Now, pick the genes with the top variance over all samples:

R

library(genefilter)
rv <- rowVars(e)
idx <- order(-rv)[1:40]

While a heatmap function is included in R, we recommend the heatmap.2 function from the gplots package on CRAN because it is a bit more customized. For example, it stretches to fill the window. Here we add colors to indicate the tissue on the top:

R

library(gplots) ##Available from CRAN
cols <- palette(brewer.pal(8, "Dark2"))[as.fumeric(tissue)]
head(cbind(colnames(e),cols))

OUTPUT

                       cols
[1,] "GSM11805.CEL.gz" "#1B9E77"
[2,] "GSM11814.CEL.gz" "#1B9E77"
[3,] "GSM11823.CEL.gz" "#1B9E77"
[4,] "GSM11830.CEL.gz" "#1B9E77"
[5,] "GSM12067.CEL.gz" "#1B9E77"
[6,] "GSM12075.CEL.gz" "#1B9E77"

R

heatmap.2(e[idx,], labCol=tissue,
          trace="none", 
          ColSideColors=cols, 
          col=hmcol)

Heatmap created using the 40 most variable genes and the function heatmap.2.
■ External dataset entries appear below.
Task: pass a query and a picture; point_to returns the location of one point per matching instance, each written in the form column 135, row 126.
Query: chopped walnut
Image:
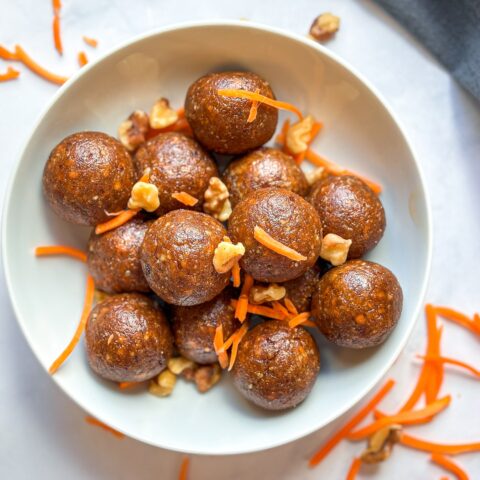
column 132, row 131
column 144, row 195
column 162, row 115
column 266, row 293
column 178, row 364
column 315, row 175
column 216, row 202
column 226, row 254
column 324, row 27
column 207, row 376
column 335, row 249
column 381, row 443
column 298, row 135
column 164, row 384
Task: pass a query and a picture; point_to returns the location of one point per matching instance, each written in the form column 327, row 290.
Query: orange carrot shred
column 449, row 465
column 90, row 291
column 60, row 250
column 92, row 42
column 261, row 236
column 231, row 92
column 98, row 423
column 354, row 469
column 10, row 74
column 82, row 59
column 185, row 198
column 445, row 449
column 411, row 417
column 328, row 446
column 183, row 475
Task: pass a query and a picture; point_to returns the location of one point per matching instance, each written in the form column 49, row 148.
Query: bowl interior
column 359, row 133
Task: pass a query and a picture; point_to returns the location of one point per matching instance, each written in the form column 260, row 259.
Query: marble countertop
column 43, row 433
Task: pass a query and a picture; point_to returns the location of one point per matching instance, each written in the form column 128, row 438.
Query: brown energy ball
column 194, row 327
column 286, row 217
column 264, row 167
column 357, row 304
column 220, row 123
column 348, row 207
column 128, row 338
column 178, row 164
column 87, row 175
column 113, row 258
column 276, row 365
column 177, row 257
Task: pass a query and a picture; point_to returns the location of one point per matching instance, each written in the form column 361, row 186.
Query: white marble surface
column 43, row 434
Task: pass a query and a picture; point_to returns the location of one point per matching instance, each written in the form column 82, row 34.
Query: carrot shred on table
column 234, row 93
column 334, row 169
column 261, row 236
column 48, row 250
column 239, row 334
column 354, row 469
column 236, row 274
column 10, row 74
column 183, row 474
column 92, row 42
column 82, row 58
column 412, row 417
column 87, row 306
column 185, row 198
column 218, row 346
column 441, row 448
column 331, row 443
column 449, row 465
column 98, row 423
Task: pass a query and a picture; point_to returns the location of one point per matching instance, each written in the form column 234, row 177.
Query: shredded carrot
column 122, row 218
column 236, row 274
column 82, row 59
column 328, row 446
column 10, row 74
column 261, row 236
column 239, row 334
column 183, row 475
column 412, row 417
column 450, row 361
column 299, row 319
column 334, row 169
column 444, row 449
column 234, row 93
column 185, row 198
column 92, row 42
column 60, row 250
column 87, row 306
column 218, row 346
column 449, row 465
column 98, row 423
column 354, row 469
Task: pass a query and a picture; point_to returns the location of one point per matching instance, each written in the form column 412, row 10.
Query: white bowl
column 360, row 132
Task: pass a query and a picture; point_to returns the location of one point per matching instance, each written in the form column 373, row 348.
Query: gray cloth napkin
column 450, row 29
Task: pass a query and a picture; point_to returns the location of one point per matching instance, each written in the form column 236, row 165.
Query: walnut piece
column 132, row 131
column 335, row 249
column 266, row 293
column 207, row 376
column 144, row 195
column 216, row 202
column 381, row 443
column 298, row 135
column 226, row 254
column 164, row 384
column 178, row 364
column 162, row 115
column 324, row 27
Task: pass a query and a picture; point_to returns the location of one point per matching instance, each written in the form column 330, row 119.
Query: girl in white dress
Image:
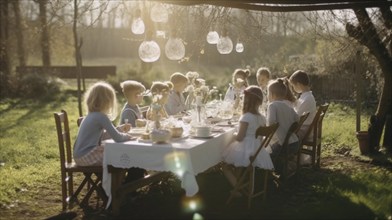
column 245, row 143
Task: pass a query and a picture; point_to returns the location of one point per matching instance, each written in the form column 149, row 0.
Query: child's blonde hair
column 289, row 94
column 253, row 98
column 245, row 73
column 131, row 86
column 178, row 78
column 277, row 88
column 159, row 87
column 263, row 71
column 301, row 77
column 101, row 97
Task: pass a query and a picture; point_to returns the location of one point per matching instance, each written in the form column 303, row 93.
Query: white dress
column 238, row 153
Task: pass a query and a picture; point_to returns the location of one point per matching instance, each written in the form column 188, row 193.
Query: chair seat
column 73, row 167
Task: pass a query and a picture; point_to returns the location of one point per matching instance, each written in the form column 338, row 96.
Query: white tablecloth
column 185, row 157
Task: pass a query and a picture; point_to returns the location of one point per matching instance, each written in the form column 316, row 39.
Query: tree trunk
column 45, row 43
column 78, row 57
column 19, row 33
column 367, row 35
column 4, row 58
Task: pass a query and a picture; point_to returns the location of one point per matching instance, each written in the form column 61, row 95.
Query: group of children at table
column 270, row 102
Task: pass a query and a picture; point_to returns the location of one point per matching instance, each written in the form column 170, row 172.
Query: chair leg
column 266, row 174
column 251, row 186
column 318, row 155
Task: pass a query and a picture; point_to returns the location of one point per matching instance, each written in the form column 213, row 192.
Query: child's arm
column 243, row 126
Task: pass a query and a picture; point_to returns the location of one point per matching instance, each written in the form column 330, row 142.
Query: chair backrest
column 64, row 138
column 315, row 123
column 79, row 121
column 323, row 110
column 267, row 132
column 301, row 120
column 294, row 127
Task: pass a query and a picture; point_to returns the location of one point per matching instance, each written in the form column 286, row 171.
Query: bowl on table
column 140, row 123
column 160, row 136
column 176, row 131
column 203, row 131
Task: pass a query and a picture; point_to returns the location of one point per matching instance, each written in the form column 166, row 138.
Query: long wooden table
column 185, row 157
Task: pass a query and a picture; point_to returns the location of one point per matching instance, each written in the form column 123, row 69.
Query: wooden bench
column 70, row 72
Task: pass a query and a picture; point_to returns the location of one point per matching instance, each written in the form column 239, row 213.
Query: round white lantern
column 224, row 45
column 159, row 13
column 149, row 51
column 175, row 49
column 212, row 37
column 239, row 47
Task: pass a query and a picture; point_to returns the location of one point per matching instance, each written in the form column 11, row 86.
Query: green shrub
column 34, row 85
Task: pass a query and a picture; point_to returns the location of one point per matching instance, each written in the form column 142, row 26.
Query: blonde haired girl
column 101, row 103
column 245, row 142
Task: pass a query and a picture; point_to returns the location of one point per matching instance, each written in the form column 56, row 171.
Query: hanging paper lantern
column 239, row 47
column 159, row 13
column 212, row 37
column 138, row 26
column 224, row 45
column 149, row 51
column 175, row 49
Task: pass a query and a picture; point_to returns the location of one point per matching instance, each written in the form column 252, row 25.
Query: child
column 160, row 92
column 290, row 98
column 133, row 92
column 279, row 112
column 263, row 76
column 245, row 143
column 176, row 100
column 101, row 103
column 306, row 102
column 238, row 84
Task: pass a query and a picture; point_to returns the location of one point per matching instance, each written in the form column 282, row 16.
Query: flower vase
column 156, row 115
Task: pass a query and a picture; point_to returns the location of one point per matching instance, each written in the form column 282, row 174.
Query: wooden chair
column 301, row 120
column 69, row 168
column 246, row 180
column 284, row 157
column 311, row 145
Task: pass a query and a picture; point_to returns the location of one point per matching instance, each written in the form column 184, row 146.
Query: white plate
column 137, row 131
column 226, row 124
column 203, row 137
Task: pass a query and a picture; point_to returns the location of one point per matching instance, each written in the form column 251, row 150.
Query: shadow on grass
column 309, row 195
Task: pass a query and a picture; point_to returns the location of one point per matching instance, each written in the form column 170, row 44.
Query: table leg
column 117, row 178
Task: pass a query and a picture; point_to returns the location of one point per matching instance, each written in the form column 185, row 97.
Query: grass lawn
column 348, row 185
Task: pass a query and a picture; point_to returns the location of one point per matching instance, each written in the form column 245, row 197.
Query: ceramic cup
column 203, row 131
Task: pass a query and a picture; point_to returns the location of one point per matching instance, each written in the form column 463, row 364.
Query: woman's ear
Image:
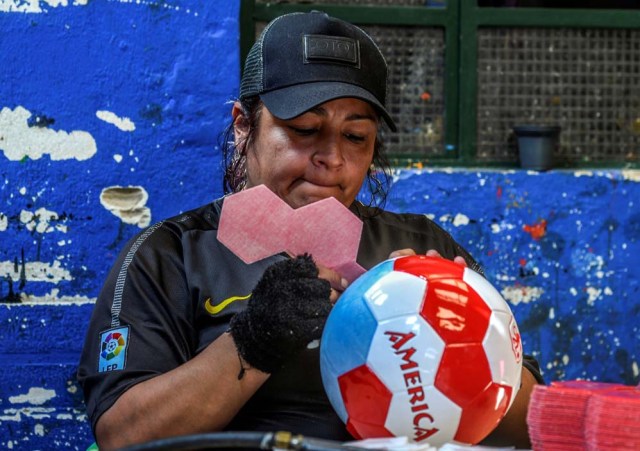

We did not use tissue information to create this heatmap, and we can quickly see, with just 40 genes, good separation across tissues.

Challenge

Exercise 1

Create a random matrix with no correlation in the following way:

R

set.seed(1)
m = 10000
n = 24
x = matrix(rnorm(m * n), m, n) 
colnames(x) = 1:n

Run hierarchical clustering on this data with the hclust function with default parameters to cluster the columns. Create a dendrogram.
In the dendrogram, which pairs of samples are the furthest away from each other?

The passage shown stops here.